Nothing to do with printing and dishing out free money for 2 years.
How convenient to have the Ukraine war to blame.
Nothing to do with printing and dishing out free money for 2 years.
Are you talking about the UK or the EU?
Bank of England (BoE) base rate should match inflation, or there's no incentive to save.
Borrowers are happy to keep things as they are, with lowest base rate ever.
That just keeps property prices high and locks first time buyers out of the housing market.
Something has to give - expect more base rate increases in the next few months.
Quite.
Although this may be "the highest interest rate level since 2009" (or to be more accurate the highest that bank rate has been since then ... take a look at https://www.bsa.org.uk/BSA/files/5c/5c180498-5e52-4a41-b022-5821c25f3cbd... (and weep if your memory doesn't stretch back that far).
Starting in 1939 and showing rates all the way up to 2009, you'll see the 'typical' rate was 5% (with frequent peaks around 15%).
You'll also see a correlation between 'runaway' property prices and ludicrously low bank rates ... but that's another story.

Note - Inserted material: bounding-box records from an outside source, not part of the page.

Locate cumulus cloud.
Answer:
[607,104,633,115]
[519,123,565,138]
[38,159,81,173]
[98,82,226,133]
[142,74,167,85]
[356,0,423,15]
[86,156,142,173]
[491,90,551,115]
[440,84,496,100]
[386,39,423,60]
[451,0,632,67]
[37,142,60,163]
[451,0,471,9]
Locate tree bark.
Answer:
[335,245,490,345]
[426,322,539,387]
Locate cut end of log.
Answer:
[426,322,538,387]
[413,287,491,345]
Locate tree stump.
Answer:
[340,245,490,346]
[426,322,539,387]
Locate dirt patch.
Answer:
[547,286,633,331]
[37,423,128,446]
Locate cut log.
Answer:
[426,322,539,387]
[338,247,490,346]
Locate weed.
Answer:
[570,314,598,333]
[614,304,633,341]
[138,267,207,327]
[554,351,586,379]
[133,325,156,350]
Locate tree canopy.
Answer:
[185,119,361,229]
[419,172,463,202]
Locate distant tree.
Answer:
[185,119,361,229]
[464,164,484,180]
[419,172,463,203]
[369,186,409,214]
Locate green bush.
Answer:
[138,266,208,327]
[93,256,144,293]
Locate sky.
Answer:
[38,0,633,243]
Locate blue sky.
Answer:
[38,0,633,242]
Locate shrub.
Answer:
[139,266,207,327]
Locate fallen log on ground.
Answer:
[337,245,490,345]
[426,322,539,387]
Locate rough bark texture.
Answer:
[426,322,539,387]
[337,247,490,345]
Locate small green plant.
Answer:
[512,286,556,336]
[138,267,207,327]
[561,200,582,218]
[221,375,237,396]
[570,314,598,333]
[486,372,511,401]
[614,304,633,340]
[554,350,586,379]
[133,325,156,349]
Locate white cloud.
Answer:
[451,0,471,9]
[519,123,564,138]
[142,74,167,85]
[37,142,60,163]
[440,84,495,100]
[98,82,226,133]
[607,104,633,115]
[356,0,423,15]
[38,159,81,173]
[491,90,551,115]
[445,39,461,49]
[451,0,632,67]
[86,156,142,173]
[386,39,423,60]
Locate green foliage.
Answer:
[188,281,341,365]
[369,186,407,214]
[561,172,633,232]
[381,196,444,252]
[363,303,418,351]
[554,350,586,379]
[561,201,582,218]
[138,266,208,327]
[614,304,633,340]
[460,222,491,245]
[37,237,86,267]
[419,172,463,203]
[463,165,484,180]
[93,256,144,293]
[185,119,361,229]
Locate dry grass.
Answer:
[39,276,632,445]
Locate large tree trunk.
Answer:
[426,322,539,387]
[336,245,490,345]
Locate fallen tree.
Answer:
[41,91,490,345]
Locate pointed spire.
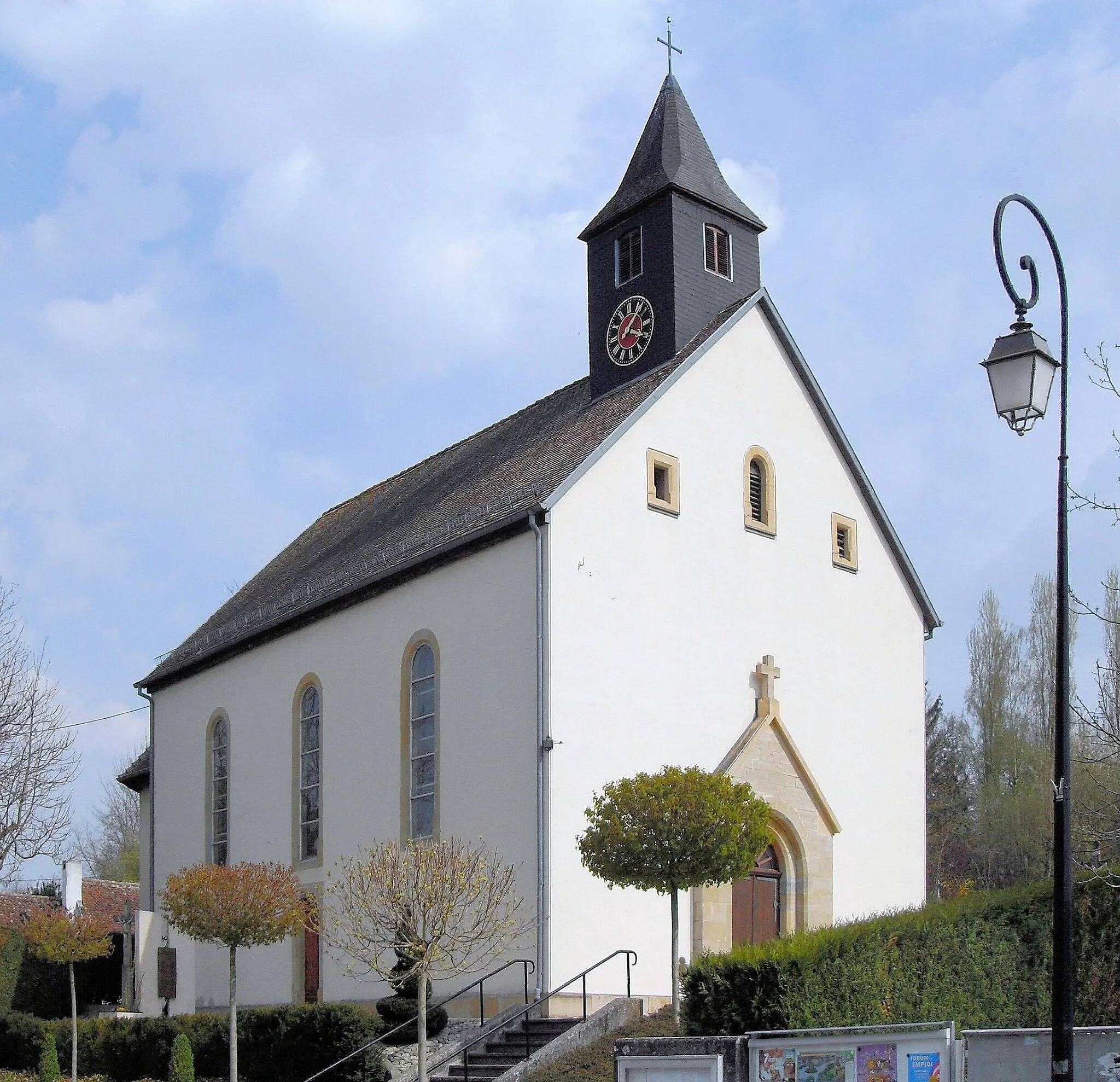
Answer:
[579,74,766,241]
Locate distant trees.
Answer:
[74,754,140,883]
[926,574,1076,897]
[323,838,529,1082]
[0,580,76,883]
[577,766,771,1018]
[160,864,306,1082]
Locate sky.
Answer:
[0,0,1120,875]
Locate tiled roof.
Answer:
[579,75,766,241]
[0,879,140,927]
[116,748,149,793]
[142,300,745,685]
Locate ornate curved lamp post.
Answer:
[983,195,1073,1082]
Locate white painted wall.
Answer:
[549,300,925,993]
[155,533,536,1013]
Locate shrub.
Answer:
[39,1033,60,1082]
[167,1033,195,1082]
[376,996,447,1044]
[0,1004,386,1082]
[0,1011,46,1071]
[684,880,1120,1034]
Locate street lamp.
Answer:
[982,195,1073,1082]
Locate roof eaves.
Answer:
[760,288,941,638]
[133,501,543,691]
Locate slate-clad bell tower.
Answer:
[579,73,766,397]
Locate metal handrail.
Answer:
[304,952,533,1082]
[428,947,637,1082]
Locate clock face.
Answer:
[607,297,653,368]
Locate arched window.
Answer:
[211,717,230,864]
[409,643,437,838]
[299,684,322,860]
[731,846,782,946]
[743,447,777,537]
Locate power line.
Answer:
[58,707,148,729]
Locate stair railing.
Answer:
[304,956,533,1082]
[428,947,637,1082]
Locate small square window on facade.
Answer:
[703,223,731,278]
[832,514,859,571]
[645,450,681,515]
[615,226,642,286]
[743,447,777,538]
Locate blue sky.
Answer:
[0,0,1120,882]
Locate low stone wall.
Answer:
[495,996,642,1082]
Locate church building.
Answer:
[127,74,940,1013]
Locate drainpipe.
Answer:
[137,688,156,921]
[529,512,552,999]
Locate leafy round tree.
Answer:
[21,906,113,1082]
[577,766,771,1018]
[160,863,306,1082]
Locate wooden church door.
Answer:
[731,846,782,946]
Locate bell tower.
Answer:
[579,72,766,398]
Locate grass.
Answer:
[526,1007,681,1082]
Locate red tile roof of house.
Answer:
[0,879,140,927]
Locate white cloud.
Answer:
[719,158,785,252]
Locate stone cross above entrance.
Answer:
[755,654,782,699]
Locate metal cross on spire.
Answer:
[657,15,684,75]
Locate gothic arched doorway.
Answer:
[731,846,782,946]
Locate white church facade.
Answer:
[125,75,938,1013]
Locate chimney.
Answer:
[63,860,82,915]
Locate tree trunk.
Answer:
[670,887,681,1021]
[68,962,77,1082]
[230,946,237,1082]
[417,969,428,1082]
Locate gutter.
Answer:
[137,688,156,912]
[529,511,552,999]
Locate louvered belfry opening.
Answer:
[703,223,731,278]
[750,458,765,522]
[618,226,642,286]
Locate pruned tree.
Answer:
[323,838,531,1082]
[577,766,771,1018]
[21,906,113,1082]
[74,753,140,883]
[0,581,76,883]
[159,863,306,1082]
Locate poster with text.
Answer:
[797,1050,856,1082]
[758,1049,797,1082]
[856,1043,898,1082]
[906,1052,941,1082]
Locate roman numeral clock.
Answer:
[607,296,653,368]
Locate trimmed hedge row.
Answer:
[0,928,123,1018]
[0,1004,386,1082]
[682,879,1120,1035]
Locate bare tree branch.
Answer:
[0,583,77,881]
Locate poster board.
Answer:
[746,1022,963,1082]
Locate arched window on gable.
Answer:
[409,643,438,838]
[299,684,323,860]
[209,717,230,864]
[743,447,777,537]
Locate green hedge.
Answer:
[0,928,123,1018]
[0,1004,386,1082]
[683,880,1120,1034]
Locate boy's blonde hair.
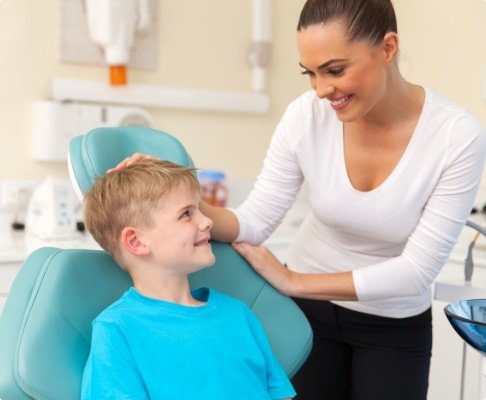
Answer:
[84,159,200,268]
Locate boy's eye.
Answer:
[180,210,191,219]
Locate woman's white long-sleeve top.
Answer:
[236,89,486,318]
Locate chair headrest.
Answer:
[68,126,194,200]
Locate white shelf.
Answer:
[50,78,270,113]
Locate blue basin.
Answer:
[444,299,486,355]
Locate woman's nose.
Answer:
[314,78,334,99]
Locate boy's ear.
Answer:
[121,226,150,256]
[383,32,398,62]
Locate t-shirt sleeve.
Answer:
[246,309,296,399]
[81,321,149,400]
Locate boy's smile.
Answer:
[140,185,215,274]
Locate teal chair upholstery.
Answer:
[0,128,312,400]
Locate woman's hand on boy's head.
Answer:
[106,153,156,172]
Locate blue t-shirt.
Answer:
[81,287,295,400]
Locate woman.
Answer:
[117,0,486,400]
[203,0,486,400]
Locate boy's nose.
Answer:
[199,213,213,231]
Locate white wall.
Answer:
[0,0,486,179]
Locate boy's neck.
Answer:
[131,271,205,307]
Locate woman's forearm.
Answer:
[284,271,358,300]
[200,201,240,242]
[233,242,358,300]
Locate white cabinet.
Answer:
[0,261,22,313]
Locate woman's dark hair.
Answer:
[297,0,397,45]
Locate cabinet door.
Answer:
[0,263,21,311]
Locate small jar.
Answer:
[197,169,228,207]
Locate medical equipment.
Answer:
[85,0,150,85]
[444,221,486,400]
[25,177,77,240]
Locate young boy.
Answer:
[81,159,295,400]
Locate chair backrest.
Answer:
[0,128,312,400]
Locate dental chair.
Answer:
[0,127,312,400]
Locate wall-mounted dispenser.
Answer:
[85,0,150,85]
[31,101,154,161]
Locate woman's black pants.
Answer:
[292,299,432,400]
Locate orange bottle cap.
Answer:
[110,65,127,85]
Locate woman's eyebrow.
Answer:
[299,58,346,70]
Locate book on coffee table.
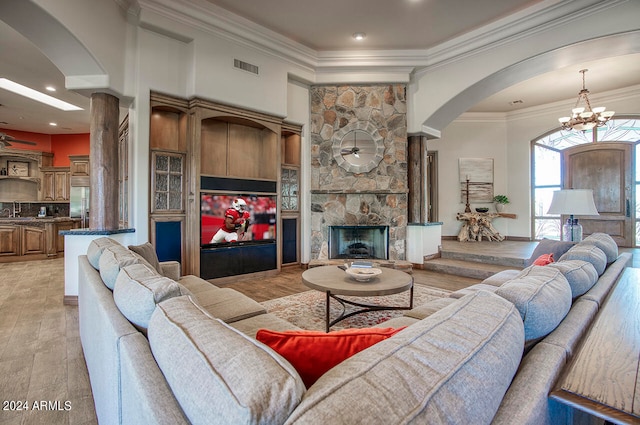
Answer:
[351,261,373,269]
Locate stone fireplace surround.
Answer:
[311,84,408,260]
[329,226,389,260]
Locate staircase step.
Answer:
[440,249,525,269]
[422,258,522,280]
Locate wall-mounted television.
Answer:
[200,193,277,248]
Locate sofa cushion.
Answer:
[549,260,598,299]
[113,264,191,332]
[558,243,607,276]
[87,236,122,270]
[496,266,571,342]
[480,269,522,286]
[287,291,524,424]
[580,233,618,264]
[195,285,267,323]
[256,328,402,388]
[128,242,162,274]
[525,239,576,267]
[148,296,305,424]
[99,245,153,290]
[533,252,553,266]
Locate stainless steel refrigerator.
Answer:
[69,186,89,229]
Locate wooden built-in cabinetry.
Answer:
[0,218,80,262]
[149,93,301,278]
[40,167,70,201]
[69,155,91,177]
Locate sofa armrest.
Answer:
[158,261,180,282]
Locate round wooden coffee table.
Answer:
[302,266,413,332]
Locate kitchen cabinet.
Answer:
[0,224,20,257]
[41,167,70,201]
[0,217,80,262]
[69,155,90,177]
[0,148,53,202]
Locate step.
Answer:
[440,249,525,269]
[422,258,522,280]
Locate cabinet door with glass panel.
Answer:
[151,152,184,213]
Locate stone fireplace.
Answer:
[329,226,389,260]
[310,84,408,260]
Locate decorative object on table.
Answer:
[558,69,615,131]
[458,158,493,205]
[493,195,509,213]
[345,267,382,282]
[351,260,373,269]
[464,178,471,212]
[7,161,29,177]
[547,189,600,242]
[456,213,504,242]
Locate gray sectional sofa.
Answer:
[78,234,631,424]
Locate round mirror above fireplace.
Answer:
[332,121,384,173]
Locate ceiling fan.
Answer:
[0,133,37,149]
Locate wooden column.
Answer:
[89,93,119,230]
[407,135,428,223]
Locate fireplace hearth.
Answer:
[329,226,389,260]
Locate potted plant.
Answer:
[493,195,509,212]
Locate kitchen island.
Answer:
[0,217,80,263]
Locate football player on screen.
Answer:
[210,198,249,243]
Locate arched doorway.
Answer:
[531,117,640,246]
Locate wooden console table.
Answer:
[456,212,516,242]
[550,268,640,424]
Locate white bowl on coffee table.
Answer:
[345,267,382,282]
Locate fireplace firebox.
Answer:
[329,226,389,260]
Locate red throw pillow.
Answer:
[533,253,554,266]
[256,327,404,388]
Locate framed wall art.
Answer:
[458,158,493,204]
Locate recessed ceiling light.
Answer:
[0,78,82,111]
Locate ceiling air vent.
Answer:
[233,59,258,75]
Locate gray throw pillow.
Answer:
[580,233,618,264]
[87,236,122,270]
[113,263,191,332]
[557,243,607,276]
[524,239,576,267]
[100,245,153,291]
[148,296,305,424]
[495,266,572,343]
[546,260,598,299]
[128,242,162,274]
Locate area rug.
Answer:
[261,284,450,331]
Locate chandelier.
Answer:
[558,69,615,131]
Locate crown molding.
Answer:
[455,84,640,124]
[139,0,628,77]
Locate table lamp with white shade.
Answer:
[547,189,600,242]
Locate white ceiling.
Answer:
[0,0,640,134]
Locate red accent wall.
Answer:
[0,128,90,167]
[51,133,90,167]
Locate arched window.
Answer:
[531,117,640,245]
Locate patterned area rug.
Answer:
[261,284,450,331]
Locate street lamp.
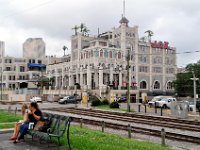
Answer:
[1,70,4,100]
[126,49,131,112]
[190,71,199,112]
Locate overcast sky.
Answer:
[0,0,200,66]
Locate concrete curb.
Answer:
[0,128,14,134]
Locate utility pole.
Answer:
[190,71,199,112]
[1,71,3,100]
[127,49,131,112]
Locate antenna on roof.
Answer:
[123,0,125,17]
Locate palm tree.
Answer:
[63,45,68,56]
[144,30,153,42]
[72,25,79,35]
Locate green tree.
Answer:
[174,61,200,97]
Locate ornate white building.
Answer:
[47,17,176,99]
[0,38,60,89]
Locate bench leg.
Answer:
[58,137,60,146]
[67,122,71,150]
[47,136,51,147]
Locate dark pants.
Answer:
[18,122,29,140]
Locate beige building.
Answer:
[0,38,61,89]
[47,17,176,100]
[23,38,46,59]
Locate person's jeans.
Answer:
[18,122,29,140]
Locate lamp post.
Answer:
[190,71,199,112]
[1,71,4,100]
[126,49,131,112]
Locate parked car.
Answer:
[189,101,200,111]
[148,96,166,107]
[155,98,176,108]
[30,96,42,103]
[58,96,77,104]
[74,94,82,101]
[116,97,127,103]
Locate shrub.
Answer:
[102,99,109,105]
[91,99,102,106]
[110,102,119,108]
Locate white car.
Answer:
[148,96,165,107]
[30,97,42,103]
[156,98,176,108]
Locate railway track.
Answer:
[46,108,200,144]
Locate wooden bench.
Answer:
[27,113,72,150]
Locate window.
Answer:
[166,68,174,74]
[153,67,162,73]
[140,81,147,89]
[90,50,93,57]
[104,49,108,58]
[109,51,112,58]
[139,66,148,72]
[167,81,173,90]
[153,81,160,89]
[19,66,25,72]
[118,52,122,59]
[86,51,88,58]
[100,50,103,57]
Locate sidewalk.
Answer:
[0,130,66,150]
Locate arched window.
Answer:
[109,51,112,58]
[167,81,173,90]
[118,52,121,59]
[104,49,108,58]
[100,50,103,57]
[140,81,147,89]
[153,81,160,89]
[90,50,93,57]
[86,51,88,58]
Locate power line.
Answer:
[2,0,55,22]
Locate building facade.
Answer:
[47,17,176,97]
[0,38,57,89]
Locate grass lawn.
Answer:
[95,105,134,112]
[61,126,170,150]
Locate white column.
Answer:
[87,66,91,89]
[94,71,99,88]
[55,69,58,88]
[76,68,80,83]
[119,69,122,89]
[80,67,83,88]
[110,66,113,84]
[69,69,72,86]
[161,50,166,92]
[99,66,103,87]
[61,68,64,89]
[149,45,153,91]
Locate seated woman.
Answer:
[14,102,42,143]
[9,104,29,140]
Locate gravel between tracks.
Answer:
[45,110,200,150]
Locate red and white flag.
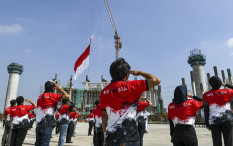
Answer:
[74,44,91,80]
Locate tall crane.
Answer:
[104,0,122,59]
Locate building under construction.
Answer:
[63,76,164,117]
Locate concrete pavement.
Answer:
[0,123,213,146]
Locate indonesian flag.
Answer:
[74,44,91,80]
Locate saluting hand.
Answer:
[130,70,139,76]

About time too, but I agree with Rishi more needs to be done. No sensible economy should have a base rate below 2%.
Raising interest rates to stop inflation caused by imported gas prices that we have no control over. Makes perfect sense.
Phil, I agree - the irony is obviously lost on those in charge of our economy. This will put mortgage rates up and may I suppose reduce house prices? or at least they won't keep going up at the same rate?
Labour peer Prem Sikka said' the current inflation is “inflation caused by corporate profiteering not excessive household purchasing power”. And he's a Professor of Accountancy.....
With people like him teaching students it's little wonder graduates aren't highly valued any more.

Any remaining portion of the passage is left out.